News // Apr 8, 2021

Mental Health and Family Resilience in the First District

  • Jennifer Crowley Fyke

A new Coast Guard Foundation program in the Coast Guard’s First District intends to transform mental health and family services for members serving in the Northeast.

In the Coast Guard, the Chaplain Service is empowered to deliver mental health resources, in addition to religious counsel and guidance.

The program is managed by the First District Coast Guard Chaplain’s Office led by LCDR Jason Ragain and will deliver critical services to all 71 Coast Guard units throughout the region. An emphasis will be placed on reaching remote duty stations that may have fewer community resources.

Mental health care is a priority for the service as a whole. At his recent State of the Coast Guard Address, Admiral Karl Schultz acknowledged that the past year, in particular, has been challenging for everyone, and the Coast Guard is actively working to provide needed relief to its members.
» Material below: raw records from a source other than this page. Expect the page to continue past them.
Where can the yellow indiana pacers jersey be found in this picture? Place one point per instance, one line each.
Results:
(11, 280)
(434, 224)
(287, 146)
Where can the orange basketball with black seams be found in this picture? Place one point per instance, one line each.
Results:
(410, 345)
“Of note, our 75 Auxiliary clergy members more than doubled the number of our own chaplain corps, providing spiritual and mental health support for our members under considerable stress,” said Schultz.
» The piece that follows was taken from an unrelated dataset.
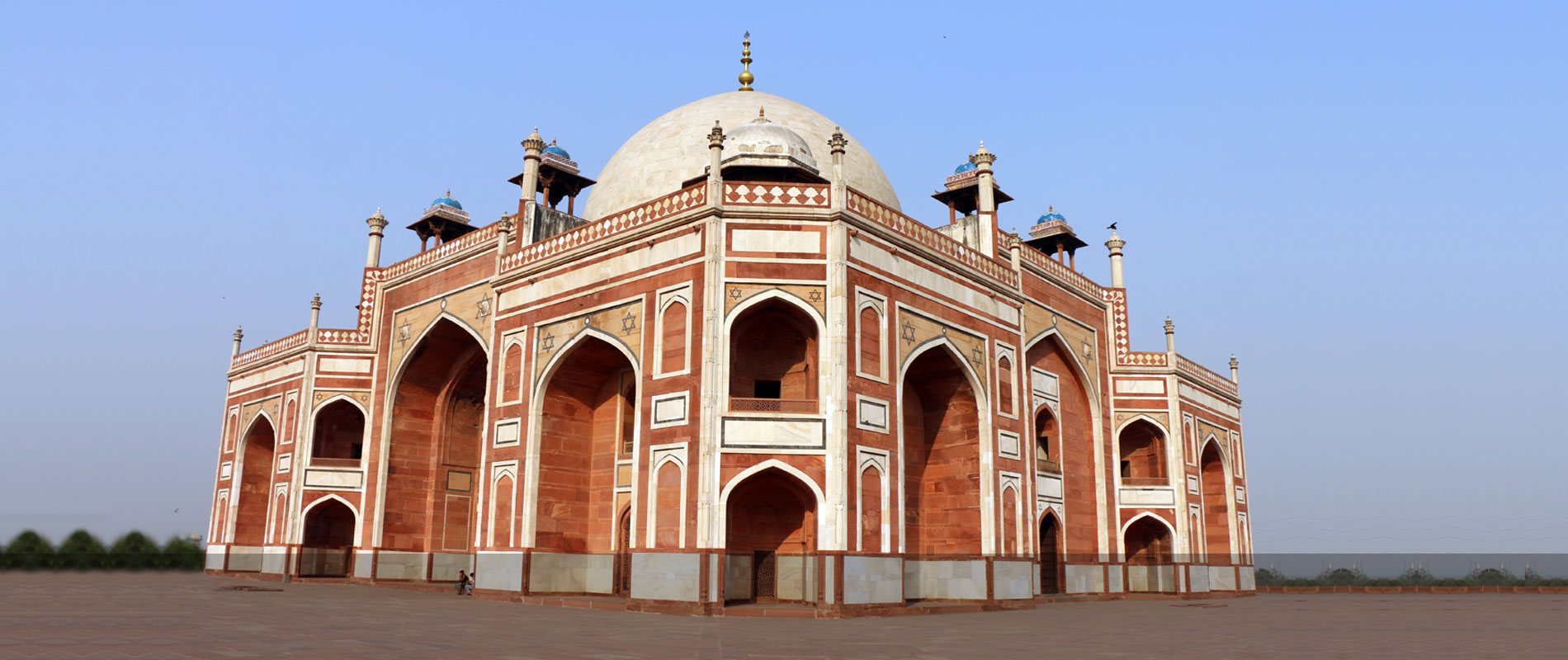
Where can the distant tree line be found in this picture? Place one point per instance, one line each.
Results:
(82, 550)
(1410, 578)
Chaplain corps suicide prevention
In this file photo, Lt. John Monohan, Coast Guard Chaplain, works with members in a suicide prevention training program. U.S. Coast Guard photo by Petty Officer 1st Class Sara Francis.

The suicide prevention and intervention plan will assist Coast Guard members in crisis and help connect active-duty personnel with peer supports to promote healthy connections and relationship building. When there’s a need for higher levels of care, referral resources will be readily available to ensure that members’ health and well-being are the top priority.
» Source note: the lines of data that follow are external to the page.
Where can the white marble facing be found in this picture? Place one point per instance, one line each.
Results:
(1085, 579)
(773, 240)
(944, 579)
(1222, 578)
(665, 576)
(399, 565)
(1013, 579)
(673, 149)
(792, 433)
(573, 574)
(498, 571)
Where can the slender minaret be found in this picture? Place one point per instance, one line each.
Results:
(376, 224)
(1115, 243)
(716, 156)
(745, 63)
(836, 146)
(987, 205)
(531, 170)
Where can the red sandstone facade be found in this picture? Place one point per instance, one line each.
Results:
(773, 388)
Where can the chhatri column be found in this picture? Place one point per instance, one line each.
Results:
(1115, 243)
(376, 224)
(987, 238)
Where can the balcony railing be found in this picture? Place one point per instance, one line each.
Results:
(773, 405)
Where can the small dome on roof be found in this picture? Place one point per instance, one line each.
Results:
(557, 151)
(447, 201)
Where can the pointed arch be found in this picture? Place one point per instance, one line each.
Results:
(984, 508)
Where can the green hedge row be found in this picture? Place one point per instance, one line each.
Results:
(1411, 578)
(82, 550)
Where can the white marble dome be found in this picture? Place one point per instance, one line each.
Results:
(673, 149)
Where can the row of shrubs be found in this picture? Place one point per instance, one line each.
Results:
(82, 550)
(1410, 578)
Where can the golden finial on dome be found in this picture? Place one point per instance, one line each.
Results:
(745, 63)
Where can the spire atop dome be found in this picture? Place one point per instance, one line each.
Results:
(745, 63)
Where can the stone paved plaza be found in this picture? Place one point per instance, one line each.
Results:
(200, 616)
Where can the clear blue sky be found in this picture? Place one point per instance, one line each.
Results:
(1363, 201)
“Coast Guard members serving on the front line identified the need for a peer support network,” shared Chaplain Ragain. “Junior enlisted members at the unit level approached Coast Guard leadership and said ‘we need more support.’ Local, peer-to-peer connection is at the heart of every program element.”

Newly trained peer supports will help expand the District’s Critical Incident Stress Management (CISM) system, as they strengthen resources to offer more in-depth debriefings and care after a major incident or injury. A series of resiliency workshops will focus on and promote healthy relationships for Coast Guard members and their families, especially because of the added stress of the COVID-19 pandemic.

Adorno
Coast Guard Foundation benefactor Monica Adorno.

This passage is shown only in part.